Эти слова можно истолковать как аллюзию на ироническое замечание из дневника Печорина о том, что он часто был «необходимым лицом пятого акта». Однако подобные фразы могут служить еще одним примером сопряжения русских и западных литературных источников. Помимо романа Лермонтова, они, возможно, имеют еще один интертекст – «Песни Мальдорора» (1869) Лотреамона, где нарратор-протагонист также заявляет: «Такова моя судьба – наблюдать за агонией многих моих ближних»[531]
. Декадентское произведение Исидора Дюкасса, изданное под псевдонимом Лотреамон, было заново открыто французскими сюрреалистами и переиздано в 1920-х годах, вызвав ожесточенные споры в кругах авангарда, автора же объявили предтечей сюрреализма[532]. Исидор Дюкасс быстро стал культовым автором монпарнасской богемы (по слухам, Модильяни всегда носил с собой его книгу). Среди русских обитателей Монпарнаса Лотреамоном особенно интересовался Поплавский, который назвал его первооткрывателем «автоматического письма»[533] и считал примером для подражания, ведь тот был не профессиональным литератором, а автором единственной книги, к тому же скрывшим свое имя под псевдонимом. Повествователь «Песен Мальдорора», возможно, послужил одним из литературных прототипов Аполлона Безобразова[534]. Если рассмотреть замечание из «Ночных дорог» в этом контексте, оно предстанет результатом «перекрестного кодирования», распространенного приема среди транснациональных писателей, которые зачастую выявляли неожиданные аналогии между авторами и текстами, принадлежащими к разным литературным традициям. Вне зависимости от того, насколько Газданов осознавал эту аналогию, Печорин и Мальдорор – два демонических сверхчеловека, созерцающих зло в безднах своей души, – не столь уж далеки друг от друга, как может показаться на первый взгляд.Восприятие эмигрантами русской классики высвечивает важные особенности культурной политики диаспоры. Субъективная рецепция Лермонтова писателями русского Монпарнаса прежде всего бросает свет на их эстетические и идеологические предпочтения, обусловленные транснациональным опытом, свойственным их поколению. Как отмечает Галин Тиханов, Лермонтов стал «куда более точным, чем Пушкин, воплощением нового понимания литературы и общественной роли писателя: не “национальный поэт”, но голос диаспоры в культуре, все более опирающейся на адаптацию, гибридность и живое взаимодействие с искусством и философией Запада»[535]
. Сознательные попытки создать собственный канон, заменив самых очевидных предшественников альтернативными фигурами, особенно ярко выразились в непочтительном отношении к Пушкину.

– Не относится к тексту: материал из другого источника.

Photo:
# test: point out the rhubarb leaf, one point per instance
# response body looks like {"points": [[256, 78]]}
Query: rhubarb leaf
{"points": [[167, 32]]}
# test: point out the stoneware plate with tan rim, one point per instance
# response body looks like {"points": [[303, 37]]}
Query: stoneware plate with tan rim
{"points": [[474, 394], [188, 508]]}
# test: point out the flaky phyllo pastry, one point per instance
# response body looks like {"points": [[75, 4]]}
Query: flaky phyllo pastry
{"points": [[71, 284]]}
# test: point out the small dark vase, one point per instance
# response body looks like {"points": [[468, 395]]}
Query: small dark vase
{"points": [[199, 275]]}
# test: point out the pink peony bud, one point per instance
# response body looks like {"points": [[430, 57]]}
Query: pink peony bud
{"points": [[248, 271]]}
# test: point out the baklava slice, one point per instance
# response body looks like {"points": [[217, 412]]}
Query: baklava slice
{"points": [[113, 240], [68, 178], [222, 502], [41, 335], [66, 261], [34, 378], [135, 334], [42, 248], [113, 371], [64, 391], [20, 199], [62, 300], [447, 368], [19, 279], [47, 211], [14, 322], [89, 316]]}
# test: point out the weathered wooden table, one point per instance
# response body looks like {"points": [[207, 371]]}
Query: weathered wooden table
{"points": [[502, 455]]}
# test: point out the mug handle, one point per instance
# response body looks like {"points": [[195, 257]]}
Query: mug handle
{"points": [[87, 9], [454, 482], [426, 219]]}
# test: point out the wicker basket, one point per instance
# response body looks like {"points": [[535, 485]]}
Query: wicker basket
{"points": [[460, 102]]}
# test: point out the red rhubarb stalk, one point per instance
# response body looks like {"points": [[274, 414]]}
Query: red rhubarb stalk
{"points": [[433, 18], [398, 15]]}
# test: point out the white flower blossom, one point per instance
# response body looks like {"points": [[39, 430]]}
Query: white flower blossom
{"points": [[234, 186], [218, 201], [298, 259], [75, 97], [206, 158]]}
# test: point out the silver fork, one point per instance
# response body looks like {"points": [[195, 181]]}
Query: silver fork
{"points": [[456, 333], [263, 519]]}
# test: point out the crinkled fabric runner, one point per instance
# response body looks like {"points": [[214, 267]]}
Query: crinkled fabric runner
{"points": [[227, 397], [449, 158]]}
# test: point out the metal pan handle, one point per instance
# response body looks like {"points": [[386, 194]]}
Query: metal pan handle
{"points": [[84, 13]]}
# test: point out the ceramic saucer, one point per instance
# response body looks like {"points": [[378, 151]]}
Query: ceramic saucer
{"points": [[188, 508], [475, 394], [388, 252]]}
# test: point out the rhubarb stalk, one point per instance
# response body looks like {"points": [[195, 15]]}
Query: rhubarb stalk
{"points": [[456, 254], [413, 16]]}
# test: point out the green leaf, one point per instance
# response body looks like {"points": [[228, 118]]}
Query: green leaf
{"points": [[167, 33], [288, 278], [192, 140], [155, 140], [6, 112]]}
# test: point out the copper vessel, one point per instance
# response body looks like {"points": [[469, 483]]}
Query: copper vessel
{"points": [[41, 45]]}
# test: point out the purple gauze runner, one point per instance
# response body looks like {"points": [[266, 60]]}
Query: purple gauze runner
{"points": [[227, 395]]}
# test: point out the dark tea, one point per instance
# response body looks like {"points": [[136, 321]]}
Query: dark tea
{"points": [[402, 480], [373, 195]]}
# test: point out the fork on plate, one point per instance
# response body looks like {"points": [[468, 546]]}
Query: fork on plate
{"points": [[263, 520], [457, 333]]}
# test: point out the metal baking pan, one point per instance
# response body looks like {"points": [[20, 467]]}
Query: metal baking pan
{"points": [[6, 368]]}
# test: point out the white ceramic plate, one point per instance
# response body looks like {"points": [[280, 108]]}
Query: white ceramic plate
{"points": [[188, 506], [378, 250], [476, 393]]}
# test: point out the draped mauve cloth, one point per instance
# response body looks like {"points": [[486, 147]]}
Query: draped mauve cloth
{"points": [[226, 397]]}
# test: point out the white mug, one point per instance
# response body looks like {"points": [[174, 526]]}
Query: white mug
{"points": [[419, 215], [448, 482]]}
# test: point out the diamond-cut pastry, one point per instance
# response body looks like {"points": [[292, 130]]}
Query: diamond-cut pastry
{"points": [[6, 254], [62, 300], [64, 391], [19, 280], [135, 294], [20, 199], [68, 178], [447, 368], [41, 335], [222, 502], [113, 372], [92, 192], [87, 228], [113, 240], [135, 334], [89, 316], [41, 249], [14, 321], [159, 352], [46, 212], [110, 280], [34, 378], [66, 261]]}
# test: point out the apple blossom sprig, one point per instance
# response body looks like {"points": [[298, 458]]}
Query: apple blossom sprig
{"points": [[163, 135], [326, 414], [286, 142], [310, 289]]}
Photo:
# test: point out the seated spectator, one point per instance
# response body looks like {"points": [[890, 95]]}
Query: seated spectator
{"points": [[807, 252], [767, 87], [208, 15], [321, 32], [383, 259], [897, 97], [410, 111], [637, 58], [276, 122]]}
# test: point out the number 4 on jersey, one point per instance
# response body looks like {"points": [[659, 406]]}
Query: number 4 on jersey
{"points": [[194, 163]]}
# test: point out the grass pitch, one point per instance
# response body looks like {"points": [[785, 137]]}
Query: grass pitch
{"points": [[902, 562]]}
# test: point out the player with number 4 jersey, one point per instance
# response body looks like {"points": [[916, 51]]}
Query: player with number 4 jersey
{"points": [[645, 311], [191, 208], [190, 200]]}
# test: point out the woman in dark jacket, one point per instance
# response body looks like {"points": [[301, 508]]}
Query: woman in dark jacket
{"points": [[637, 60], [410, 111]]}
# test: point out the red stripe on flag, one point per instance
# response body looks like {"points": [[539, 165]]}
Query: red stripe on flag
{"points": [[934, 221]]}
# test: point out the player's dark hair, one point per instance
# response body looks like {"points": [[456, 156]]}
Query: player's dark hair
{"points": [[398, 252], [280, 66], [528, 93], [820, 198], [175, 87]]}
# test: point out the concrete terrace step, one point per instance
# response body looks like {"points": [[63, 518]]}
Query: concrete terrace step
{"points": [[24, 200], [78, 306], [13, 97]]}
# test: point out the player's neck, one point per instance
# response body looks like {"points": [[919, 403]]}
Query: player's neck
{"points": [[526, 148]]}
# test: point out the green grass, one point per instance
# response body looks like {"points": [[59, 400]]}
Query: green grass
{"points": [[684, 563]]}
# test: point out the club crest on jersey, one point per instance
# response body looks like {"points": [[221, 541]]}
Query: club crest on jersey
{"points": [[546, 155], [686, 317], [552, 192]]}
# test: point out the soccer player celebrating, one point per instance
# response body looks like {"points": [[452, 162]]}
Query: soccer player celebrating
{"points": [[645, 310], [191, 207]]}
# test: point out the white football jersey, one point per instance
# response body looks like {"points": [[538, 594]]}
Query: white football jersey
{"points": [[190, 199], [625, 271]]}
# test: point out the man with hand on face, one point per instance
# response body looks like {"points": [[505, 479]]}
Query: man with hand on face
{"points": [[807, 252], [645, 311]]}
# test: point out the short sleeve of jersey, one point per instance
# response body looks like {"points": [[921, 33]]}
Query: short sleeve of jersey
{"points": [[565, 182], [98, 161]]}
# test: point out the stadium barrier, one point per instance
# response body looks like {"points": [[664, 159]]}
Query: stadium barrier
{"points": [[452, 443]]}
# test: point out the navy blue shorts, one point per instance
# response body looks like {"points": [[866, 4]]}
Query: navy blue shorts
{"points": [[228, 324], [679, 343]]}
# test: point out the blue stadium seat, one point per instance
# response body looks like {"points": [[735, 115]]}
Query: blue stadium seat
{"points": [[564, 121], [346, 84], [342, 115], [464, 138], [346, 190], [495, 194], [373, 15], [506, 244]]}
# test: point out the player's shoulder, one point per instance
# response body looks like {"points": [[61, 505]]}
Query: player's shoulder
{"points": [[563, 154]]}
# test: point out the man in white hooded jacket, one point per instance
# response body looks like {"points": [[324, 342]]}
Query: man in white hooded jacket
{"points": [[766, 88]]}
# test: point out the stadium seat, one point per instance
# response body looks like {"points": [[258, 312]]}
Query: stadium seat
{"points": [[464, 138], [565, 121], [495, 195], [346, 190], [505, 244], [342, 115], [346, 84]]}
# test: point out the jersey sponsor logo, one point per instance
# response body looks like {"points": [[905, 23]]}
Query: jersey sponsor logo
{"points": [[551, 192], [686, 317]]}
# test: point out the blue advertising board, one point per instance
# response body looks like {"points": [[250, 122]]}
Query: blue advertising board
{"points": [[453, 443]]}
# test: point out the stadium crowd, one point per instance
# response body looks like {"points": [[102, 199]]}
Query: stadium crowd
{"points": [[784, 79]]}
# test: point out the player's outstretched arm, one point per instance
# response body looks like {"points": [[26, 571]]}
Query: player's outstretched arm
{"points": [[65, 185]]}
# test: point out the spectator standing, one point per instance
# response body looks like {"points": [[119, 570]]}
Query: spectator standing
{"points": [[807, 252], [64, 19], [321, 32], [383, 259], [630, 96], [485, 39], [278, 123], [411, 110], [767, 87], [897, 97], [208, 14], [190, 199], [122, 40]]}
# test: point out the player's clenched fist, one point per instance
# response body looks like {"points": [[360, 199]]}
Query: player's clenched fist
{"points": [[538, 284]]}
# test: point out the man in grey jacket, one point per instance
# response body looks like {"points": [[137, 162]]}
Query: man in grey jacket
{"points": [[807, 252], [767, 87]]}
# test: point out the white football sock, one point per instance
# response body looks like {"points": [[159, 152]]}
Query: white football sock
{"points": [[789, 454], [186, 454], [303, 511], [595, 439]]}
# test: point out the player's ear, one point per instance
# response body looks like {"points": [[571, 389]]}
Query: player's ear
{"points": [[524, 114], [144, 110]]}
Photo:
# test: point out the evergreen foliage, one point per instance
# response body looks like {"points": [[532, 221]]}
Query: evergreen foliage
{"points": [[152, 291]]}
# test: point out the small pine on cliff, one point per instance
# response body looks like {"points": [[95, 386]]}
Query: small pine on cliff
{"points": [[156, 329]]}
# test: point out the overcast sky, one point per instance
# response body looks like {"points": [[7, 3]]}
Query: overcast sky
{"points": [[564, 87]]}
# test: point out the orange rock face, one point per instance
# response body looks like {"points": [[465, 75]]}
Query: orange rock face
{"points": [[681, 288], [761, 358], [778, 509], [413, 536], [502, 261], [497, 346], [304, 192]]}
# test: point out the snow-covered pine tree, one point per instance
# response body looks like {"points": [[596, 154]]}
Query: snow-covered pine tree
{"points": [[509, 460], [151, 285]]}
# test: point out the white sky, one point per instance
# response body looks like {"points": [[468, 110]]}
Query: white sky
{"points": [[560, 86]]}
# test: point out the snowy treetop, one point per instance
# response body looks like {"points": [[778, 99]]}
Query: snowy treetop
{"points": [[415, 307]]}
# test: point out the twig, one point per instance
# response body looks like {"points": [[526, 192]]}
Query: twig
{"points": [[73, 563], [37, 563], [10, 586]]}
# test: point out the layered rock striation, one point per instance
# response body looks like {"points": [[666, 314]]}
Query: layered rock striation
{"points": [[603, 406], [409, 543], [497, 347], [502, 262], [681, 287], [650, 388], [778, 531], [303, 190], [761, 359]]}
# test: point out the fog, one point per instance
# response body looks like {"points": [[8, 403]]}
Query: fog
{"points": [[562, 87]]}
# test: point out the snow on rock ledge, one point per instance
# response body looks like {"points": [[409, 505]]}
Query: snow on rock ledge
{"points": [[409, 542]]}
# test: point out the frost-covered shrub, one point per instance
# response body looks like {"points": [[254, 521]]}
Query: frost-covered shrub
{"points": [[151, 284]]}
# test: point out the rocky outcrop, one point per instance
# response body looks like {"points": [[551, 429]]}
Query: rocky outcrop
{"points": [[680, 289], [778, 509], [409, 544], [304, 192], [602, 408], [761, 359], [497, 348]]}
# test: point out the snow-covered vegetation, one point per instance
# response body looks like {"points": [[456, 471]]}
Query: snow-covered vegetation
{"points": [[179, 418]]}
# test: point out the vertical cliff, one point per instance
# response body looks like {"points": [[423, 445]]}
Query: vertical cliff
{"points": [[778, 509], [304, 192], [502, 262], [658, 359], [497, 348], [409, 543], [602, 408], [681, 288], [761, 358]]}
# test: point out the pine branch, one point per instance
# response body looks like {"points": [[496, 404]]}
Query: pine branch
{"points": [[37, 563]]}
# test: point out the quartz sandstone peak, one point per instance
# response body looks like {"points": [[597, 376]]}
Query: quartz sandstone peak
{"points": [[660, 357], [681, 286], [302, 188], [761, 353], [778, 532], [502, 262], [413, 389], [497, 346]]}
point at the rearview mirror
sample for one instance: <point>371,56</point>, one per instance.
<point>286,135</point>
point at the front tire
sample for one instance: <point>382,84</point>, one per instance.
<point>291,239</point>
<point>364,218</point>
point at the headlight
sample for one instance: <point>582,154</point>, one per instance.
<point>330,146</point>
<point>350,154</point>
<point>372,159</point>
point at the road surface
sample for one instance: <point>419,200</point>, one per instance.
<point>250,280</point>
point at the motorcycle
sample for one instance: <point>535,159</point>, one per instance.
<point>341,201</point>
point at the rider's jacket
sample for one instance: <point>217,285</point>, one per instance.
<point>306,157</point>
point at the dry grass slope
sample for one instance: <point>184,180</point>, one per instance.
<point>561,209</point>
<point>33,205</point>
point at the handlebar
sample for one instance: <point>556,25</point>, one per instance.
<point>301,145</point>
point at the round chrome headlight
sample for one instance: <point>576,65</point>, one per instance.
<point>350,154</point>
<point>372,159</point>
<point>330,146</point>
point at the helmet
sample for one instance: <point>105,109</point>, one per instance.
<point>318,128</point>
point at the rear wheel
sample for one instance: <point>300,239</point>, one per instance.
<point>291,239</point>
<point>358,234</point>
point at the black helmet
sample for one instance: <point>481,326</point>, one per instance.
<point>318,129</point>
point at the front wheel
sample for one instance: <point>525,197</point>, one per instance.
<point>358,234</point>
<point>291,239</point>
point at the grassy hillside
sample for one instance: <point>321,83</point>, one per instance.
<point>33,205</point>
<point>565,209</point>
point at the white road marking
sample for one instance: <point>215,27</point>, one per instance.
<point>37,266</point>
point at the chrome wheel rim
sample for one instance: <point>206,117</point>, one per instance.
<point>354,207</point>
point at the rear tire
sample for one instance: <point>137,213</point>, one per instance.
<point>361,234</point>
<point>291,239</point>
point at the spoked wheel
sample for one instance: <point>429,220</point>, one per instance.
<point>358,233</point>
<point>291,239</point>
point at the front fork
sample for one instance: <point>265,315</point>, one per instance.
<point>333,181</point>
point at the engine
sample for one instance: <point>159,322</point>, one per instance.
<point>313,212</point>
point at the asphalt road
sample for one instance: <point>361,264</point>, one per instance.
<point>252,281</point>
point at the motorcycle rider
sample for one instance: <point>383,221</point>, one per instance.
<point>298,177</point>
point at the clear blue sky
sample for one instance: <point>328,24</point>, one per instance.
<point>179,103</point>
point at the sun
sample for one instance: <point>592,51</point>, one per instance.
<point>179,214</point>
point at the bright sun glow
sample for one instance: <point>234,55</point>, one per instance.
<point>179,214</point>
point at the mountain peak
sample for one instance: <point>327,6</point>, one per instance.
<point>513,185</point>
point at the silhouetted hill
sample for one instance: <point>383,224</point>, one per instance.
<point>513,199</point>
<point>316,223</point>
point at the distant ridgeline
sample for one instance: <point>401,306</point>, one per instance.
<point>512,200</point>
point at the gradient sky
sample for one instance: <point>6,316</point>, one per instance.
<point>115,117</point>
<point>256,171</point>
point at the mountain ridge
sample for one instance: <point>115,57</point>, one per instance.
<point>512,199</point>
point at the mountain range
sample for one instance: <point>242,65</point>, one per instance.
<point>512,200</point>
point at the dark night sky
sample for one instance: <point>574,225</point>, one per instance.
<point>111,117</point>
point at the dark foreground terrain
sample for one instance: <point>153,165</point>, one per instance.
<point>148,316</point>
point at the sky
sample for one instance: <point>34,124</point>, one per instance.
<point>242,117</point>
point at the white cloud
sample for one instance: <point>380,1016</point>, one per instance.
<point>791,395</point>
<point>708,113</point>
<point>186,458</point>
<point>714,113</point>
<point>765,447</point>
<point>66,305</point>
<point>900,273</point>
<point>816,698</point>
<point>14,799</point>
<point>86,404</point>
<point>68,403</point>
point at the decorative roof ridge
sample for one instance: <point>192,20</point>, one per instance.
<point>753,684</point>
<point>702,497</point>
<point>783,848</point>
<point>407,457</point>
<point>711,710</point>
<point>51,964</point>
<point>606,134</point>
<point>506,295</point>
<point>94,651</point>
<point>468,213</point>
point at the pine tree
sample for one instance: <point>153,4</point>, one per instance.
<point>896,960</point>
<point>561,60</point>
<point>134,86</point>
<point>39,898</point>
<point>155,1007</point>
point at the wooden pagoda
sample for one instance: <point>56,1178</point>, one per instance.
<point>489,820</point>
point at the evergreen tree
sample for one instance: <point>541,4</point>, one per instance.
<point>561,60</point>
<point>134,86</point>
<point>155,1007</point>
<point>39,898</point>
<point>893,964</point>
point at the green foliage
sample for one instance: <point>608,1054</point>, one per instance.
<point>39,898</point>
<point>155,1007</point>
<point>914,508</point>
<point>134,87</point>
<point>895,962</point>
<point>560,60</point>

Размах радикального пересмотра молодыми парижскими авторами канонических иерархий еще отчетливее проявился в контексте их восприятия Василия Розанова – об этом речь пойдет в следующей главе.Глава 11
Литературa «на задворках»: Розановский код русского Монпарнаса
Нужна вовсе не «великая литература», а великая, прекрасная и полезная жизнь. А литература может быть и «кой-какая» – «на задворках»[536]
Еще одной ключевой фигурой для представителей русского Монпарнаса стал Василий Розанов. Если в СССР его имя упоминалось крайне редко[537]
, то в диаспоре его парадоксальные мысли вызывали жаркие споры среди людей, придерживавшихся самых разных политических и эстетических взглядов. Вполне предсказуемо, основное внимание в эмигрантской прессе уделялось таким произведениям Розанова, как «Уединенное» (1912), «Опавшие листья» (1913, 1915) и «Апокалипсис нашего времени» (1918). В двадцатых годах эти тексты не только были опубликованы эмигрантскими издательствами, но и стали появляться в переводах на европейские языки[538], вызывая резонанс в западной печати[539].